Britain admits 'advisory, limited' role in Operation Bluestar
British Foreign Secretary William Hague Tuesday confirmed that Britain had advised the then Indian government ahead of the June 1984 storming of the Golden Temple by the Indian army but clarified that it had no operational involvement in Operation Bluestar.
Making a statement in the British parliament, Hague cited the report filed by the British cabinet secretary following instructions from Prime Minister David Cameron to investigate the matter.
The Indian external affairs ministry spokesperson Syed Akbaruddin said in New Delhi that the British government has kept India "informed on this matter" since it surfaced more than two weeks ago.
He said Britain has also "shared the outcome of the UK government's enquiry with us. We have noted the report and the statement made".
Hague observed that two papers released Jan 13 this year to the public by the National Archives raised speculations about Britain's involvement in Operation Blue Star.
He said: "Within hours of the documents coming to light, the prime minister instructed the cabinet secretary to carry out an urgent investigation in four critical areas: Why advice was provided to the Indian authorities, what was the nature of that advice, what impact it had on Operation Blue Star, and whether parliament was misled."
According to Hague, the investigation found that the British government in February 1984 did receive an "urgent request (from the then Indian government) to provide operational advice on Indian contingency plans for action to regain control of the temple complex".
After getting the green signal from the British high commission in New Delhi, the British government sent a military adviser to India.
"He (the cabinet secretary) has established that a single British military adviser travelled to India between Feb 8 and 17, 1984, to advise the Indian intelligence services and special group on contingency plans that they were drawing up for operations against armed dissidents in the temple complex, including ground reconnaissance of the site," he said.

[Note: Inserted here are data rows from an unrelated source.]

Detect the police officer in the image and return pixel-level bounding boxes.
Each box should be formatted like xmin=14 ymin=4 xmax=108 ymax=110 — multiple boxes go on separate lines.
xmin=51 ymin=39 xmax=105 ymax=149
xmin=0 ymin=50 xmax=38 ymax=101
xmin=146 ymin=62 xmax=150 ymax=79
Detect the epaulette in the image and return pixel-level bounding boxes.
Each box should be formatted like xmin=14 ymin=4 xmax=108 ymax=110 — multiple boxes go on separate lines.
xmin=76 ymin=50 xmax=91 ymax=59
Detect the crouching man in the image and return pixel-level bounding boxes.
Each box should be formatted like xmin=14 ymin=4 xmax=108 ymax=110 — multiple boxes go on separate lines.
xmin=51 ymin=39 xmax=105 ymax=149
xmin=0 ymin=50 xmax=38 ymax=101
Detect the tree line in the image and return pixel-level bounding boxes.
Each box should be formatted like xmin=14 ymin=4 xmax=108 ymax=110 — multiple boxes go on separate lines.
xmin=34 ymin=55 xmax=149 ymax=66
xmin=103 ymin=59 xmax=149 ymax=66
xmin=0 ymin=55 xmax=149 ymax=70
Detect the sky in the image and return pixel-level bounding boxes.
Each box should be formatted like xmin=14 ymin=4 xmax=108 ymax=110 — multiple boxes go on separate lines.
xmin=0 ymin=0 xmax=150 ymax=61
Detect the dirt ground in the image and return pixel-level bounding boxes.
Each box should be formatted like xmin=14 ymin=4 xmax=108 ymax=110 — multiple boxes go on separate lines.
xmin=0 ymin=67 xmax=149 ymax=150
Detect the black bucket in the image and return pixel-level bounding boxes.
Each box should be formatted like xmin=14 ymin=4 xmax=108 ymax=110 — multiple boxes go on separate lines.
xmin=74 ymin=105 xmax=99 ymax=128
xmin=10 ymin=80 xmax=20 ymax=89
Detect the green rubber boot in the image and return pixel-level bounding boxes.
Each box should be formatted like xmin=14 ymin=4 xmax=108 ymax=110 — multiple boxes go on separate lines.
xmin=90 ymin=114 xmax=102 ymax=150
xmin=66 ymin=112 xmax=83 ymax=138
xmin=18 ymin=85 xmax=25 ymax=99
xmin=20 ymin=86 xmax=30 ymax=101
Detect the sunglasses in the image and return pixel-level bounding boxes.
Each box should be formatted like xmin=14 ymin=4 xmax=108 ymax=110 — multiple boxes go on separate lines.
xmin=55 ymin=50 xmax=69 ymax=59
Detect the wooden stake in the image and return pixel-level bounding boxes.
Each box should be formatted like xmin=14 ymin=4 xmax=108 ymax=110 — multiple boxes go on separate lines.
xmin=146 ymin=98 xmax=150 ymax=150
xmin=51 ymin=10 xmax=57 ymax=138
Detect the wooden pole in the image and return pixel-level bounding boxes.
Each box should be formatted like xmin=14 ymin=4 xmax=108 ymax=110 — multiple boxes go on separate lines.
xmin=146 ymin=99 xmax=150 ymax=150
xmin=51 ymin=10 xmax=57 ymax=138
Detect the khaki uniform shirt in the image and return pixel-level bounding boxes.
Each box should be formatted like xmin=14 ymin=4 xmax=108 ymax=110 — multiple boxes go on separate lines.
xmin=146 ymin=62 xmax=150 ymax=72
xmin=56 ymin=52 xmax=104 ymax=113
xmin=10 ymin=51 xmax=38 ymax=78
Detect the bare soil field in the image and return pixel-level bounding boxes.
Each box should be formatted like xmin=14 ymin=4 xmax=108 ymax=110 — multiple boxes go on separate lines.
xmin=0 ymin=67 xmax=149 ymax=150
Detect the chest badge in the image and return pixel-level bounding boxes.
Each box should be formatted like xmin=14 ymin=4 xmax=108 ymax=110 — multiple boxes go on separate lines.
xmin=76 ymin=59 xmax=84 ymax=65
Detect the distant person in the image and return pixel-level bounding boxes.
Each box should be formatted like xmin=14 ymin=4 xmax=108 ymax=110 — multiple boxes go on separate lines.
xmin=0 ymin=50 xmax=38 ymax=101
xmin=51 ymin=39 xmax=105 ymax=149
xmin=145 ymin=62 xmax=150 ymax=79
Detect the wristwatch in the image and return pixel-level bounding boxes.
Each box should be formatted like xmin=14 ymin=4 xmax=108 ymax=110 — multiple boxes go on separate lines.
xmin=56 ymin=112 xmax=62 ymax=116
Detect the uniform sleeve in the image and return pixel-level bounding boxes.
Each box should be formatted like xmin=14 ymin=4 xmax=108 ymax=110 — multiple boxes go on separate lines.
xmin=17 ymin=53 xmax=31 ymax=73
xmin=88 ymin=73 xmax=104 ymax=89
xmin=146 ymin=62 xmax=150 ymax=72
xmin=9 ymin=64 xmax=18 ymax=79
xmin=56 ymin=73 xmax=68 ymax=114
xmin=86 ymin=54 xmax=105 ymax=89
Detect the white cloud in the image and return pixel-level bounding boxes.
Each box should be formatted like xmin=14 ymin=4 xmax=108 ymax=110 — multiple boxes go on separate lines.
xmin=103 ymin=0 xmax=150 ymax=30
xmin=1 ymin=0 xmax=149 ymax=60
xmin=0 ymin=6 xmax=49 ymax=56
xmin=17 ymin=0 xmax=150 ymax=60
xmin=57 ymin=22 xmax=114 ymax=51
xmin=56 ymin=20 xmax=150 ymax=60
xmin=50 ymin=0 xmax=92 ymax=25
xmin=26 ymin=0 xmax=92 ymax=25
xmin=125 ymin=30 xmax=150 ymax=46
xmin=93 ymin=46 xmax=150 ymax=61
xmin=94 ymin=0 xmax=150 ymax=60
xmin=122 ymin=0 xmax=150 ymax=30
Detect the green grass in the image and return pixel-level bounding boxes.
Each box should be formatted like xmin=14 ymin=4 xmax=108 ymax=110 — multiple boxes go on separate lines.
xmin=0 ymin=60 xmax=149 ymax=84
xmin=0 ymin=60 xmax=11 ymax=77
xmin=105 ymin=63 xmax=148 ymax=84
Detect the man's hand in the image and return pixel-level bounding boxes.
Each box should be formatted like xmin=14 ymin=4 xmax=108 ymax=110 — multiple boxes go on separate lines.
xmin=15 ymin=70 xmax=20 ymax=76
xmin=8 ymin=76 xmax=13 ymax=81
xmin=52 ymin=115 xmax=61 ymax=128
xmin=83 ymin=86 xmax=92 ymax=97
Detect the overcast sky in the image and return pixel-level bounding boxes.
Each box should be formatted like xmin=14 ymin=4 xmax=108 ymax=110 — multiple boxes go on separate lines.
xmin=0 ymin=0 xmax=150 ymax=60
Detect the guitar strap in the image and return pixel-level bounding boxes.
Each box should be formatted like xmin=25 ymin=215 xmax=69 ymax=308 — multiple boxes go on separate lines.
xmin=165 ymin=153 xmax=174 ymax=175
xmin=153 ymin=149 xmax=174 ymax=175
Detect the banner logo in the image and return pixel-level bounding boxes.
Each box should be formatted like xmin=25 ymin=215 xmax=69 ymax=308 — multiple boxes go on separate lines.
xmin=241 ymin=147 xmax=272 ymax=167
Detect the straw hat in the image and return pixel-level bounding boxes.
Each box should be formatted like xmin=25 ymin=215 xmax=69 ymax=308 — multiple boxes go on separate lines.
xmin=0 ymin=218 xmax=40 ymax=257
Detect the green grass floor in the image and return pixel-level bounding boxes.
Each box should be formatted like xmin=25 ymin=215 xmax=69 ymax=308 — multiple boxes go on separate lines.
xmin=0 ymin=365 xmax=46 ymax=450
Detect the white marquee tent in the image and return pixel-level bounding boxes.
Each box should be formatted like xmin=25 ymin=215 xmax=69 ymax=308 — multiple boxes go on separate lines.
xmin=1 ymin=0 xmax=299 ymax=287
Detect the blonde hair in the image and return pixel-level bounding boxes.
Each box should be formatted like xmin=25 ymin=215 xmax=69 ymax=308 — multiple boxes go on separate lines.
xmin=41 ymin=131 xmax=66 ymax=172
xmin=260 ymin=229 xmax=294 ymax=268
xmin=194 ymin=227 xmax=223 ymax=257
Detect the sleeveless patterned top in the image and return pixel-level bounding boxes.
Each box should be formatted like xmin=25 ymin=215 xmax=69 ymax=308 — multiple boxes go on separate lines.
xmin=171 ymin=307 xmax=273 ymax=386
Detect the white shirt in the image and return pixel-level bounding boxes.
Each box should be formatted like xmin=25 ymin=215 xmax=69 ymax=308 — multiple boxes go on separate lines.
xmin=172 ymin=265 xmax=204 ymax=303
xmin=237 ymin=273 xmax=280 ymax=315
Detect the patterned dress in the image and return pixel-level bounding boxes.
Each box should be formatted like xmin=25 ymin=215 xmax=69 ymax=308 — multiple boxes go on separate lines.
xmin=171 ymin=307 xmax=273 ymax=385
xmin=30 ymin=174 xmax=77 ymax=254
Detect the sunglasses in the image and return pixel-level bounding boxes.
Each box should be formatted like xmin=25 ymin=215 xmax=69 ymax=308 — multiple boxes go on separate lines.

"The adviser's assessment made clear that a military operation should only be put into effect as a last resort, when all attempts at negotiation had failed. It recommended including in any operation an element of surprise and the use of helicopter-borne forces, in the interests of reducing casualties and bringing about a swift resolution."
Hague said that after the British military adviser's visit in February, the Indian Army took over lead responsibility for the operation and the main concept behind the operation changed.

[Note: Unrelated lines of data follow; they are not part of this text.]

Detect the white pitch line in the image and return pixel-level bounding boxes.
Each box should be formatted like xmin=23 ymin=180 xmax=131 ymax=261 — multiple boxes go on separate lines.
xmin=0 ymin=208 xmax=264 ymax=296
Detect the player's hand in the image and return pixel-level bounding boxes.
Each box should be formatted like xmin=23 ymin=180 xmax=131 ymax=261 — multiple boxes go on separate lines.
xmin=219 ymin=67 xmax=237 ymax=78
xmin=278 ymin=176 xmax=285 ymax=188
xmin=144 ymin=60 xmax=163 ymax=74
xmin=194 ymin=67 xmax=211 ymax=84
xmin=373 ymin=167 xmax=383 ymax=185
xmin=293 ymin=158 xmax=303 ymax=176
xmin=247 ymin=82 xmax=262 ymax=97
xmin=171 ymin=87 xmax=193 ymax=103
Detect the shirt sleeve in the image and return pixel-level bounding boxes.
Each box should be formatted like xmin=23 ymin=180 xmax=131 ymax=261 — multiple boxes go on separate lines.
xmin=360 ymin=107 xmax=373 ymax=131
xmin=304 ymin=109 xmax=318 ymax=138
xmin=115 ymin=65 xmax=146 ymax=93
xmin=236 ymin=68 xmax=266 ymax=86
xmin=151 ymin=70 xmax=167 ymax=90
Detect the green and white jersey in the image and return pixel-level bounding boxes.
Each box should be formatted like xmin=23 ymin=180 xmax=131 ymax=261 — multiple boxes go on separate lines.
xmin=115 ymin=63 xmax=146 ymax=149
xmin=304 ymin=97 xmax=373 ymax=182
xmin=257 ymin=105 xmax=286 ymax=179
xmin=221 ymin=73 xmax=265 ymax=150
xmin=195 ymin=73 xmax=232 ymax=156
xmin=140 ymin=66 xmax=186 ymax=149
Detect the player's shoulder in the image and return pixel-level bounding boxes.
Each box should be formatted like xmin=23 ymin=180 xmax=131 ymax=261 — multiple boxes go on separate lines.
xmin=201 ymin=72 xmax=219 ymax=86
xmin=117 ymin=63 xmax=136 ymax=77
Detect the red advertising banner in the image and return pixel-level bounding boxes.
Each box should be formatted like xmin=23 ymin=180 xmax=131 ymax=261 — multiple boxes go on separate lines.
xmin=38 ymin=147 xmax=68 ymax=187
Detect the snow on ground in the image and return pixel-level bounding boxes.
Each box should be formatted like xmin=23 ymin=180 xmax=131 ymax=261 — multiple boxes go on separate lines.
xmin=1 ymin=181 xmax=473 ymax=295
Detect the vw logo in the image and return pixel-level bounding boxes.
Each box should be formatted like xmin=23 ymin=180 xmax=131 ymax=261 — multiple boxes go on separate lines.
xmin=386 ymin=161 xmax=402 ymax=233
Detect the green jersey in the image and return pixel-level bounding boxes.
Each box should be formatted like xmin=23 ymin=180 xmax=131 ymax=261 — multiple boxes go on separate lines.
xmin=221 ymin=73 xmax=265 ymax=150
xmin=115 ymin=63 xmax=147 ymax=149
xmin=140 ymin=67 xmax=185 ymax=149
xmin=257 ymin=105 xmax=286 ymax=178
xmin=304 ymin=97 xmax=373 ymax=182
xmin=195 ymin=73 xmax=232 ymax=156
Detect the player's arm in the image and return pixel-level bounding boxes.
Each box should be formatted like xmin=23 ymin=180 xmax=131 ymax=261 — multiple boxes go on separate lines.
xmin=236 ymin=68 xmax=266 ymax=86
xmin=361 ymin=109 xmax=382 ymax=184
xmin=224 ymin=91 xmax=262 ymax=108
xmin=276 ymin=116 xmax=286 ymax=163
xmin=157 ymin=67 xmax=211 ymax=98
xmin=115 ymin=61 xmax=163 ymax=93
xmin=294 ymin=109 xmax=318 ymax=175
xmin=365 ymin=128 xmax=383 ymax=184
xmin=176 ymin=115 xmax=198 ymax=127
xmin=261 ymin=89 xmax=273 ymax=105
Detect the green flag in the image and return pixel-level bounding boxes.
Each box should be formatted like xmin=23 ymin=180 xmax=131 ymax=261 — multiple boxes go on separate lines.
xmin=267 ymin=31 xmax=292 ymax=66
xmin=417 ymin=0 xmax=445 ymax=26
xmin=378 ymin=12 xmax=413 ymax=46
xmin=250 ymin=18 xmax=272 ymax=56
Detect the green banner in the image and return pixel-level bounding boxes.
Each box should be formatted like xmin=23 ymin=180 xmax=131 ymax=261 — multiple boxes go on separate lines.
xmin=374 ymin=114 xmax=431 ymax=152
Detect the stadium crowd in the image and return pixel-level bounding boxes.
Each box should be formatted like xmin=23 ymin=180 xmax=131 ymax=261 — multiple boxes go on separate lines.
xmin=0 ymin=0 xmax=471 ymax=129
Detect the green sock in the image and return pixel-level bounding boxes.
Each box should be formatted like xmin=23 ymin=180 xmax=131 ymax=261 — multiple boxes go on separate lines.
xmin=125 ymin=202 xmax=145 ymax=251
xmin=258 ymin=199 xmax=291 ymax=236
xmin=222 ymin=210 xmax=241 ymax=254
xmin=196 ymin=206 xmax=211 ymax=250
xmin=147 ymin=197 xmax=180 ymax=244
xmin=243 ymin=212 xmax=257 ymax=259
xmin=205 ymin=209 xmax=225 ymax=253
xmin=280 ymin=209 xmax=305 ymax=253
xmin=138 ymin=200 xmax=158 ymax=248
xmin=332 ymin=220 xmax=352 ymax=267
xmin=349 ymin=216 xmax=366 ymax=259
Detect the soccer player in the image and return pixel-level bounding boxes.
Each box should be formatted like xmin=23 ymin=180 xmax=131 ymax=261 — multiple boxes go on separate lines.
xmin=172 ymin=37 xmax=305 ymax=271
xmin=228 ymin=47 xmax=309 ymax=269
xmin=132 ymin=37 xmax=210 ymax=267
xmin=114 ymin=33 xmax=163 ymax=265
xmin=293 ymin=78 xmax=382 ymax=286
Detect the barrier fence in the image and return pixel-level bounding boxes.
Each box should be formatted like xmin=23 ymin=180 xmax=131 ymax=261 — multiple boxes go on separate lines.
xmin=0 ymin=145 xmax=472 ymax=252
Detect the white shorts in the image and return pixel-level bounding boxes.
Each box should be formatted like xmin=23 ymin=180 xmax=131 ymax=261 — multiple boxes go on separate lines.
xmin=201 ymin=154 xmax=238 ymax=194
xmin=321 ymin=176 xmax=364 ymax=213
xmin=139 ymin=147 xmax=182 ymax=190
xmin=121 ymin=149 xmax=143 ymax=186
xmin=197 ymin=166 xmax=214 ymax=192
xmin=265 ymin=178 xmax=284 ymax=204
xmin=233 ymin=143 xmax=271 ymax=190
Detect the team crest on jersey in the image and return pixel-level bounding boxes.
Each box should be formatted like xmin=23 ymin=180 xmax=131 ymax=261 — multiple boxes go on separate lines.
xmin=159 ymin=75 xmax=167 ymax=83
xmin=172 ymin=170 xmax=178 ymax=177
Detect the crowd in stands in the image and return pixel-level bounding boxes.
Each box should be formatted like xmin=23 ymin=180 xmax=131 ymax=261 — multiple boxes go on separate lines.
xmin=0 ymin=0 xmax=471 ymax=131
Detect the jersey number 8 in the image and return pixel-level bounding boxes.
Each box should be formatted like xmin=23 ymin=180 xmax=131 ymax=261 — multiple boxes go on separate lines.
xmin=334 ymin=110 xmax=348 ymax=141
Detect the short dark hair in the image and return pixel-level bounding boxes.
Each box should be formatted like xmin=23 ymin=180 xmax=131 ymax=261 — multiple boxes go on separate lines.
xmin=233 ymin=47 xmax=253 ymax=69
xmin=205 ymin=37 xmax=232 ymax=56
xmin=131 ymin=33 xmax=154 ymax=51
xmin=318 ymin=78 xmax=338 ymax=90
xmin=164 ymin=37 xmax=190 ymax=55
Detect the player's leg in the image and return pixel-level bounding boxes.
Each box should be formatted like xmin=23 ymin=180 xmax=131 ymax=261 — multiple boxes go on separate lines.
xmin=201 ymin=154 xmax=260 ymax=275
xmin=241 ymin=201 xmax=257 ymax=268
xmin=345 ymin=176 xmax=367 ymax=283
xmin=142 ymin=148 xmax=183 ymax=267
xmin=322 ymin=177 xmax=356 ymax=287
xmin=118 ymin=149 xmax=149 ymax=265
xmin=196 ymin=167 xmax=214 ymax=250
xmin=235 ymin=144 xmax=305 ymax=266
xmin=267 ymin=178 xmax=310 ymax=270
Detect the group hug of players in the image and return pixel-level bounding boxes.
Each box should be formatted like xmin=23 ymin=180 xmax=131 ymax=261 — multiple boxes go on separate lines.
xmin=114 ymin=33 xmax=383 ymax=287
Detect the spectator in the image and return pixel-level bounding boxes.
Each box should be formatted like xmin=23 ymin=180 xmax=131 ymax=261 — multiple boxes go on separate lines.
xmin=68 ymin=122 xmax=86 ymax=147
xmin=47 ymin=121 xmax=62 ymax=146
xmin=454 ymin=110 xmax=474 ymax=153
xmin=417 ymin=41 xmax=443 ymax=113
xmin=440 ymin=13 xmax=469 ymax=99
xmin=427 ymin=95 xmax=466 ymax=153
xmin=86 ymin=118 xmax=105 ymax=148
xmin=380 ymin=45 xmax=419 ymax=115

"The cabinet secretary's report includes an analysis by current military staff of the extent to which the actual operation in June 1984 differed from the approach recommended in February by the UK military adviser. Operation Blue Star was a ground assault, without the element of surprise, and without a helicopter-borne element," he stated.
The cabinet secretary's report, he said, found "that the nature of Britain's assistance was purely advisory, limited and provided to the Indian government at an early stage".

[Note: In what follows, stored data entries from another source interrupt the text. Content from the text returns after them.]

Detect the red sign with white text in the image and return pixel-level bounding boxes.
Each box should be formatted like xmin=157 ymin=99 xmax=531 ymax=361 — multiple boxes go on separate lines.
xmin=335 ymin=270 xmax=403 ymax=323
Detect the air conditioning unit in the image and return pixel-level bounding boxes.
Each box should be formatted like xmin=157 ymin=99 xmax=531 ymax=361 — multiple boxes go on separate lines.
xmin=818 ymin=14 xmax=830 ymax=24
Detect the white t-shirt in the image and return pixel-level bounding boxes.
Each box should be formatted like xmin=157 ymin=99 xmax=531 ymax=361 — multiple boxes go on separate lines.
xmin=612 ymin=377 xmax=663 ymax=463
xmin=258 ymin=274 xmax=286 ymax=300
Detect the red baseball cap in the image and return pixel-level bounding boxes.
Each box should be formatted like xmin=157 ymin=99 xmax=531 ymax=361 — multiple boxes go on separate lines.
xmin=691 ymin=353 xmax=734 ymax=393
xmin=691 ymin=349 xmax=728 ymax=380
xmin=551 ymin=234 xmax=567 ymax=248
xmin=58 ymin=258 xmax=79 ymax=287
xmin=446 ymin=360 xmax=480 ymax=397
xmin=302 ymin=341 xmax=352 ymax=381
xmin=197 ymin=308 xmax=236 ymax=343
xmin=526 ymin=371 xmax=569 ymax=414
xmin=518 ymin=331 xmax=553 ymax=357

"It had limited impact on the tragic events that unfolded at the Golden Temple three months later, there was no link between the provision of this advice and defence sales and there was no record of the government receiving advance notice of the operation," he added.
He also substantiated the statement by Lt Gen (Retd) K.S. Brar, who commanded the operation, made Jan 15 this year that "no one helped us in our planning or in the execution of the planning".
"But I hope this investigation and the open manner in which it has been conducted will provide reassurance to the Sikh community, to this House, and to the public, and in that spirit I present it to the House," Hague concluded.
The Indian government headed by then prime minister Indira Gandhi had ordered storming of the Golden Temple June 1984 to flush out Sikh extremists holed up inside the temple revered by Sikhs.